Although FastANI uses minimizer³² k-mers to estimate Jaccard index and then ANI, recently, it was shown that Jaccard estimates (and thus ANI estimates) from minimizer k-mers are biased²⁷ and depend crucially on the window size w. Although this bias is not too bad when the w is small (FastANI uses relatively small w = 24), it scales as w increases. This means that a minimizer ANI estimator cannot use very sparse seeds, since the fraction of selected seeds is $\frac{2}{w+1}$ (ref. ³³).

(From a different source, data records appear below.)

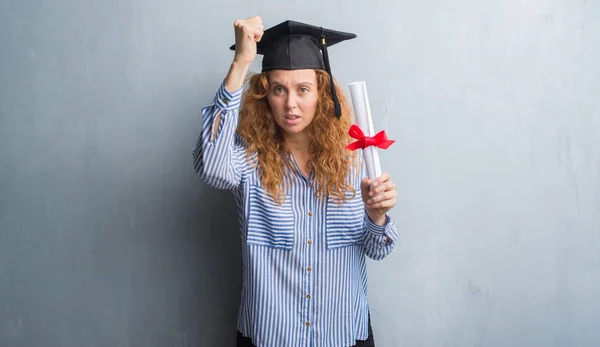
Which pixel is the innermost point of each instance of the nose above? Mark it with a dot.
(291, 101)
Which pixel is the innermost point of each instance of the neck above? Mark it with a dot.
(297, 144)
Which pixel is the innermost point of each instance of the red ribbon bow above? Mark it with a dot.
(379, 140)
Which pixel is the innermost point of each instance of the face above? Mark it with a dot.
(293, 97)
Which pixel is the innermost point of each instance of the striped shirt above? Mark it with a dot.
(304, 267)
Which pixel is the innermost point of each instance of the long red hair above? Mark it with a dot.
(329, 161)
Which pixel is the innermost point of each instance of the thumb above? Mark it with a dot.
(365, 184)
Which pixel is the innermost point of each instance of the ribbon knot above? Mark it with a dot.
(380, 139)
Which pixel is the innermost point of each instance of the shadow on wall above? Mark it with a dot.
(216, 232)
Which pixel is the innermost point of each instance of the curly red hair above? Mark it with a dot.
(329, 160)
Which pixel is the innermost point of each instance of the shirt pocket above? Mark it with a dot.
(345, 223)
(269, 224)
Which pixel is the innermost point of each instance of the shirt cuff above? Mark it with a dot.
(388, 230)
(226, 100)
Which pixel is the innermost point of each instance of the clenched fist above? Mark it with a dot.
(247, 33)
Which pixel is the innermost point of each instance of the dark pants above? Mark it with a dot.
(369, 342)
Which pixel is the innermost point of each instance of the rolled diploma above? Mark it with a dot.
(362, 112)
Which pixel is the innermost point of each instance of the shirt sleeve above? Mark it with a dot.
(378, 241)
(219, 158)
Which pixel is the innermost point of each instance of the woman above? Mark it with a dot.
(307, 219)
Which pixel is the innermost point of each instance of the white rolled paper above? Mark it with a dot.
(362, 112)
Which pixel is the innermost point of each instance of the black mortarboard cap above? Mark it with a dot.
(293, 46)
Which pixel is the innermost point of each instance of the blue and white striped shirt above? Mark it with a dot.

Max-containment putative ANI screening with marker ℓ-mers

skani is not optimized for comparing distant genomes, so we can filter out comparisons against distant genomes using a very sparse set of FracMinHash ℓ-mers, which we call markers. We use these markers to estimate the max-containment index¹⁴; the same method is implemented in sourmash²⁵, although sourmash does not use max containment by default. Let a set of markers obtained from FracMinHash from the genome G₁ (with γ = c_m and ℓ-mers) be denoted as A, and denote B as the analogous set from the genome G₂. Assuming one of the genomes is contained in the other completely, we then calculate an ANI estimate between two genomes G₁, G₂ as

$${{{\mbox{ANI}}}}_{FMH}={\left(\frac{| A\cap B| }{\min \{| A| ,| B| \}}\right)}^{1/\ell }.$$

The term on the right inside the exponent is the max-containment index. FracMinHash has only negligible bias in calculating the containment index²⁵ and can be used to obtain an estimate of ANI no matter the density (the fraction of selected k-mers). We let ℓ = 21 for our marker ℓ-mers and c_m = 1,000 by default. We found skani’s ANI algorithm was most accurate when ANI ≥ ~82%, so we only compare genomes with ANI_FMH > 80% as a conservative underestimate.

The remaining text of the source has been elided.